Ottawa ON: Since Alberta poet Monty Reid moved from badlands Alberta (Drumheller) to badlands Quebec (Aylmer) in April 1999, he has barely published at all, with his last trade book out the fall before, Flat Side (Red Deer AB: Red Deer Press, 1998). Now that he has (over the past few months) moved directly into Centretown Ottawa, he has a new book out this fall, an above/ground press title just behind him, pieces in both issues of ottawater, and a chapbook title newly out, Sweetheart of Mine (Toronto ON: BookThug, 2006). In this collection, the poems are short, individual, and even quick. I like the historical element of the poem "John Hardy," that resonates through simple information, in that way that feels almost Creeley-esque.

John Hardy

there

is a debt to be paid

he shot a man
over 25 cents

and was hung in 1894

somewhere
in West Virginia (p 16)

In poems that reference music (Reid participates in bluegrass festivals & events almost every weekend throughout the summer, & even composes his own pieces), the lines are far shorter than what we have come to expect in a Monty Reid poem, with ideas stretched out across the line, stretched across; instead, Reid condenses to the bare stretch of bone, pulling instead the small moment down. With all the banjo references that Reid makes in these pieces, it makes me want to be in that room if he ever gets together with that other Canlit banjo player, Newfoundland writer Stan Dragland (there's a great photo of Dragland with banjo & Alison Pick in the new issue of The New Quarterly, alongside an impressive & highly entertaining interview conducted by Pick).
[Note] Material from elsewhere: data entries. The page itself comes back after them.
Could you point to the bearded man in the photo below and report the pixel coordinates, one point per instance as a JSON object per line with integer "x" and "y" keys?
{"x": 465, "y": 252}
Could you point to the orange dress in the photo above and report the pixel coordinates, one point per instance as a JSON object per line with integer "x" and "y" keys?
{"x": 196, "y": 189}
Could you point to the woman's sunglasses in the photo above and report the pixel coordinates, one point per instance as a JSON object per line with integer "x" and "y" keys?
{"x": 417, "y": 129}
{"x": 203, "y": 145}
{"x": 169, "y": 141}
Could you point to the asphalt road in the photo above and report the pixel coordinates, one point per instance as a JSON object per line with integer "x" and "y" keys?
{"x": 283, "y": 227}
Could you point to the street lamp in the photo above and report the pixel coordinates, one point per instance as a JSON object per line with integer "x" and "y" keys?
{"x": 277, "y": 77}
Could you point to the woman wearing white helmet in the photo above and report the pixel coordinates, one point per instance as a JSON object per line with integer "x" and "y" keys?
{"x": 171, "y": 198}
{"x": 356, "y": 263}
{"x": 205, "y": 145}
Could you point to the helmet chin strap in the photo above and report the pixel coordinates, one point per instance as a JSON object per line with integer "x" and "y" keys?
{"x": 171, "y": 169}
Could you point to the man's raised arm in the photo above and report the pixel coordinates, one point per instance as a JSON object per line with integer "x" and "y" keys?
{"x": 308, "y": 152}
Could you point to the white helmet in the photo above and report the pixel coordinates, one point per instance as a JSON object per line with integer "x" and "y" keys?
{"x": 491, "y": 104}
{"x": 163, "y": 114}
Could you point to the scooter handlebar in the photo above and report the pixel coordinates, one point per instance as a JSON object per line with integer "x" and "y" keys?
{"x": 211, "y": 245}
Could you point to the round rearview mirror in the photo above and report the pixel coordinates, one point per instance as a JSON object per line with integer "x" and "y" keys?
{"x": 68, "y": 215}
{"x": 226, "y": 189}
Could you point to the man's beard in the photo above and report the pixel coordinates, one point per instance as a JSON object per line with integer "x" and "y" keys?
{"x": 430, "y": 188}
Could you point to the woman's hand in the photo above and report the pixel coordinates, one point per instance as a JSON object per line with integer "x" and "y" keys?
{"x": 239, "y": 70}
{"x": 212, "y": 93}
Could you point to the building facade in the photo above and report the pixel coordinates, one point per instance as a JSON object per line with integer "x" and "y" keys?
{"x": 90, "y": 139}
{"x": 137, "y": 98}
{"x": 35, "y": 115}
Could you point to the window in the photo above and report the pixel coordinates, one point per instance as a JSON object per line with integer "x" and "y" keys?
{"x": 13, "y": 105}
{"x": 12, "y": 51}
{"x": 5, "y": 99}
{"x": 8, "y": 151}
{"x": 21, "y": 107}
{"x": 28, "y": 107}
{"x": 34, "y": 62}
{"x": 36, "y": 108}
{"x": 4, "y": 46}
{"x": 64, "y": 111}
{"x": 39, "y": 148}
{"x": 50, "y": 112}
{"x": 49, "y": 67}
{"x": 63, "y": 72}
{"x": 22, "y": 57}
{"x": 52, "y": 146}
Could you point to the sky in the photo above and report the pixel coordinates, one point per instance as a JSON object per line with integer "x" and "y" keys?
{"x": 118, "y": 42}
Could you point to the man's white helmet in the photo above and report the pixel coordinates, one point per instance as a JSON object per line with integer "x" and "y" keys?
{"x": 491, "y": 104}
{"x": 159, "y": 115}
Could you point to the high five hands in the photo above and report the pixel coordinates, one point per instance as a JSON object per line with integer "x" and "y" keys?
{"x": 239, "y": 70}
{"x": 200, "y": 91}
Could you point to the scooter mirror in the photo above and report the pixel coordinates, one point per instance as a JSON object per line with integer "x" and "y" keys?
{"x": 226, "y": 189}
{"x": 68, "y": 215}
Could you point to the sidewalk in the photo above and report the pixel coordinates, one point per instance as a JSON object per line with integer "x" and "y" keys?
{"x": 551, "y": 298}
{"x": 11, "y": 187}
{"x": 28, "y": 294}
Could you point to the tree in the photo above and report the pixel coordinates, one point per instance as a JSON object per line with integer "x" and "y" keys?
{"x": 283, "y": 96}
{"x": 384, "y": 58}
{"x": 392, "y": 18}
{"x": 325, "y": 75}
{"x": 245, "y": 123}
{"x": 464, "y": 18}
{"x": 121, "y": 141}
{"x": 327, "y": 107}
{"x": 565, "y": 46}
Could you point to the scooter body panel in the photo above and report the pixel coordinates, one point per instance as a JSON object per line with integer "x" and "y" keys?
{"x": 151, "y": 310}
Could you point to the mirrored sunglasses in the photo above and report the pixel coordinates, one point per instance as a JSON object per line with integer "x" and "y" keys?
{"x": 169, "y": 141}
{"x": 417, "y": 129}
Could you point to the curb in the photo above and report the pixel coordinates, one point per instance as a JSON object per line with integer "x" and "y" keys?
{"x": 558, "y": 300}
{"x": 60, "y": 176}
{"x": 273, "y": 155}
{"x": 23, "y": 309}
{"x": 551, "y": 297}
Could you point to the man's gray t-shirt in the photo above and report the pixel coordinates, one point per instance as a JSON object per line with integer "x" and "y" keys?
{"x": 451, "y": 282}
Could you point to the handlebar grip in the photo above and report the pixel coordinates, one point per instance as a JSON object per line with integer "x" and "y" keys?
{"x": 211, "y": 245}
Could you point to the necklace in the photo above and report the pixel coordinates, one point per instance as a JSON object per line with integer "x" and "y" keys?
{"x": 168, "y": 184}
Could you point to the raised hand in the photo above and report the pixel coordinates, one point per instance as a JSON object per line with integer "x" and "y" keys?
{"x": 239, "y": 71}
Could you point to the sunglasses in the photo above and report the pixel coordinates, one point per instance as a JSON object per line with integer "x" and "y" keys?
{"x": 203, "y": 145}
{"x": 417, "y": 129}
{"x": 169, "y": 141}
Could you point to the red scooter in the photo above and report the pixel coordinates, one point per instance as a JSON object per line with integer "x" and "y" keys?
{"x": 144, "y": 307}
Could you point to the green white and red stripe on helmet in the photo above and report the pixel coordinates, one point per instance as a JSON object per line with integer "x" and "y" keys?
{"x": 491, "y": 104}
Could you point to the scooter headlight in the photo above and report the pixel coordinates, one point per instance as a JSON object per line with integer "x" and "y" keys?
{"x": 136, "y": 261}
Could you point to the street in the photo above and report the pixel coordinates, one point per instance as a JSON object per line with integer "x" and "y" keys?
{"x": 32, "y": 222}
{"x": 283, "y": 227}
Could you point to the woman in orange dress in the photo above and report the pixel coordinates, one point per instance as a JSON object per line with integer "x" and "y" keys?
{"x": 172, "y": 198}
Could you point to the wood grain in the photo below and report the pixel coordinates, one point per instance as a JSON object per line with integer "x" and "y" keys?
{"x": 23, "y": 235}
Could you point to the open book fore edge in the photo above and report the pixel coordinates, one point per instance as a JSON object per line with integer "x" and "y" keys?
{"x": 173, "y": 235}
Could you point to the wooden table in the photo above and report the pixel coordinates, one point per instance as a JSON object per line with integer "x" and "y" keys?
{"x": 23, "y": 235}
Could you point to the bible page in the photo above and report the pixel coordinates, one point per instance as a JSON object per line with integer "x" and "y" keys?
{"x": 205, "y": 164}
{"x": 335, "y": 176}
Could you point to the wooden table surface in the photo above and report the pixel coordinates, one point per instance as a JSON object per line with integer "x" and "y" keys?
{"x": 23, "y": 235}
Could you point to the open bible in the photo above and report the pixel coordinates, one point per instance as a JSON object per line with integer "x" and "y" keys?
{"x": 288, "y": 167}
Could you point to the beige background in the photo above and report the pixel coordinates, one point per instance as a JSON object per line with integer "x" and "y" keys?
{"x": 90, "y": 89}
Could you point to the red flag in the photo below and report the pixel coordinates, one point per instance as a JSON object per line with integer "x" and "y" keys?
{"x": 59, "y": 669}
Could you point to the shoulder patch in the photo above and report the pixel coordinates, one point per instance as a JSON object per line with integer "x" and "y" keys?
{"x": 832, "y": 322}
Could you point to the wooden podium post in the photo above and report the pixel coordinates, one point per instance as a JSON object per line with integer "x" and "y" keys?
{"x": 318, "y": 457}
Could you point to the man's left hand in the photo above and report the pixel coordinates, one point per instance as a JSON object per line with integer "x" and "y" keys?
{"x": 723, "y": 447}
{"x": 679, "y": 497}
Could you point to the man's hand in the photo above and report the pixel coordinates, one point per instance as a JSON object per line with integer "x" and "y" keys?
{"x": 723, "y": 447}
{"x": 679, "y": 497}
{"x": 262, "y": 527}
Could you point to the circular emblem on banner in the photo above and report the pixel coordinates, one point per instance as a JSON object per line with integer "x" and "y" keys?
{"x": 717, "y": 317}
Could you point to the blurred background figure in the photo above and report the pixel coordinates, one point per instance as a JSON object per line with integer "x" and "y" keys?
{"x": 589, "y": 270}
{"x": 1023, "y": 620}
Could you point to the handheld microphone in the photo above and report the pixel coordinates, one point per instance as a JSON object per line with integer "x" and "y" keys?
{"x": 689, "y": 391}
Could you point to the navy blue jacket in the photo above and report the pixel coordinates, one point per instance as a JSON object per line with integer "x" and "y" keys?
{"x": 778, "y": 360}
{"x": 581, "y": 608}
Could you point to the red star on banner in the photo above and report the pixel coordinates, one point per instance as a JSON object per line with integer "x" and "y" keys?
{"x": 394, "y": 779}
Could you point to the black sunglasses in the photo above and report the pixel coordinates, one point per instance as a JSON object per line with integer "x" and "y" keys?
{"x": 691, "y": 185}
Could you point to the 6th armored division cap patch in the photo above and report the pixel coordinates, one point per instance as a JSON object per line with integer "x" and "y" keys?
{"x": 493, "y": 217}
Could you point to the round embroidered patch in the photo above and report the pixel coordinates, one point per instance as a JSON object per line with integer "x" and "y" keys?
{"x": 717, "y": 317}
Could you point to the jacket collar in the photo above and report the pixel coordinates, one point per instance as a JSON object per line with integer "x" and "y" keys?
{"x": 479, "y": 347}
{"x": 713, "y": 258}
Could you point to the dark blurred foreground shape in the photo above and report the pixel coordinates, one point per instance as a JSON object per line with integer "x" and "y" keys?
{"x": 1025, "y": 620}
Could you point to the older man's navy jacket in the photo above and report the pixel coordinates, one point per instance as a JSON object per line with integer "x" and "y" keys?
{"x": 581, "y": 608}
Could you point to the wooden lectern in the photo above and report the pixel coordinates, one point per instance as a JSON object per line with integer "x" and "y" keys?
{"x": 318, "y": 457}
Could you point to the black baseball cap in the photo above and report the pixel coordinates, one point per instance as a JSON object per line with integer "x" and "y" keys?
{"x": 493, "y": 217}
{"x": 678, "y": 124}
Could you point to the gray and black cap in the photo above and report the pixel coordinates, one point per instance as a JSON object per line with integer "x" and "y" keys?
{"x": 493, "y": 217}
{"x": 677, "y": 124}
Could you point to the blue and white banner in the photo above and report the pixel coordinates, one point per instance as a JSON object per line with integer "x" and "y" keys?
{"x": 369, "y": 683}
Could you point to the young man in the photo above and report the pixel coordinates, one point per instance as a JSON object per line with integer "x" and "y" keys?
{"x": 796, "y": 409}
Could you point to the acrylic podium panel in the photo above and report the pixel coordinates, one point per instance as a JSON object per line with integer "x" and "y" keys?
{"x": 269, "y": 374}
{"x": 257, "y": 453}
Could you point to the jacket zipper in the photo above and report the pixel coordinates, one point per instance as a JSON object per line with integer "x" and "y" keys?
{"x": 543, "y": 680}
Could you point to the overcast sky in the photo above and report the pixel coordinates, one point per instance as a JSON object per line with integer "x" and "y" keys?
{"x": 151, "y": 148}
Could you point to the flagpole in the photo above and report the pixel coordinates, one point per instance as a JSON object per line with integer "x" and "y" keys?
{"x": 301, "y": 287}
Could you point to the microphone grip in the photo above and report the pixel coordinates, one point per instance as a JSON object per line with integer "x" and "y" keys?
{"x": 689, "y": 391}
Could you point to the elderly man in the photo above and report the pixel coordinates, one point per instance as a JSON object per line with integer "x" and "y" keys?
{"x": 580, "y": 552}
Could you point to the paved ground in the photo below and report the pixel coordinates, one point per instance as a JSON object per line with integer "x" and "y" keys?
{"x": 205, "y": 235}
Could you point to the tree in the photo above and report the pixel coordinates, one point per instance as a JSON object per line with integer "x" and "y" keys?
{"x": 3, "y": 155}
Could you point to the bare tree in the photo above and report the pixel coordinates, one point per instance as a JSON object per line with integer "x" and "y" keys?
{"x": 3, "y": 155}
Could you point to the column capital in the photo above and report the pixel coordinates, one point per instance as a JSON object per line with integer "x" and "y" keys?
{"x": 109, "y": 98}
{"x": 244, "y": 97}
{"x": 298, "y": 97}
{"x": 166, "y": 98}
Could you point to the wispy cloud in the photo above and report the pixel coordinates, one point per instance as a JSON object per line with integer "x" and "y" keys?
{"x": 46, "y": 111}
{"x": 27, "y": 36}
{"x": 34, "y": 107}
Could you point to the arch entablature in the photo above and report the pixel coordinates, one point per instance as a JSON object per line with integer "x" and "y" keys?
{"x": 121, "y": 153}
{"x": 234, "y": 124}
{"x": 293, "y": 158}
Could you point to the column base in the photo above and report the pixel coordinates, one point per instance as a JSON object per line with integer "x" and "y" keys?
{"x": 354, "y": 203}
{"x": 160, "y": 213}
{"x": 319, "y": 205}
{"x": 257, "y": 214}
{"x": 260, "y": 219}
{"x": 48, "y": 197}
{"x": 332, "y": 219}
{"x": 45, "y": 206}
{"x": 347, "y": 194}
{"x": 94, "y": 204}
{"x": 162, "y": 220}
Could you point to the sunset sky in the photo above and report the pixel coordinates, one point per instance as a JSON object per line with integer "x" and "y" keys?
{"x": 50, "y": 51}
Keep My Skillet Good and Greasy

the banjo
played clawhammer style

makes me think
of a man

in front of the demolished house
where he can smell

the grey reek of potatoes
and the stench

of ageing grease
just before the war

come home with me tonight
anyway (p 17)

Monty reads soon as part of a series at the Ottawa Public Library; to find out about getting a copy of his latest chapbook, check out Jay MillAr's BookThug.

Vancouver BC: Recently I was complaining that I hadn't heard anything about poet Rachel Rose after her first poetry collection, Giving My Body to Science (Montreal QC: The Hugh MacLennan Poetry Series, McGill-Queens, 1999); since then, I've discovered that she had a second collection out last spring, Notes on Arrival and Departure (Toronto ON: McClelland & Stewart, 2005). What I liked about her first collection is here, but more subtle, underscored. It is almost as though after her first collection, Rose has a better sense of what she is doing, and the electricity of that first fearful collection is somehow missing.

THE NIGHT I WEANED YOU

The night I weaned you
I checked into Bienvenue B&B
and left you in arms far stronger than mine.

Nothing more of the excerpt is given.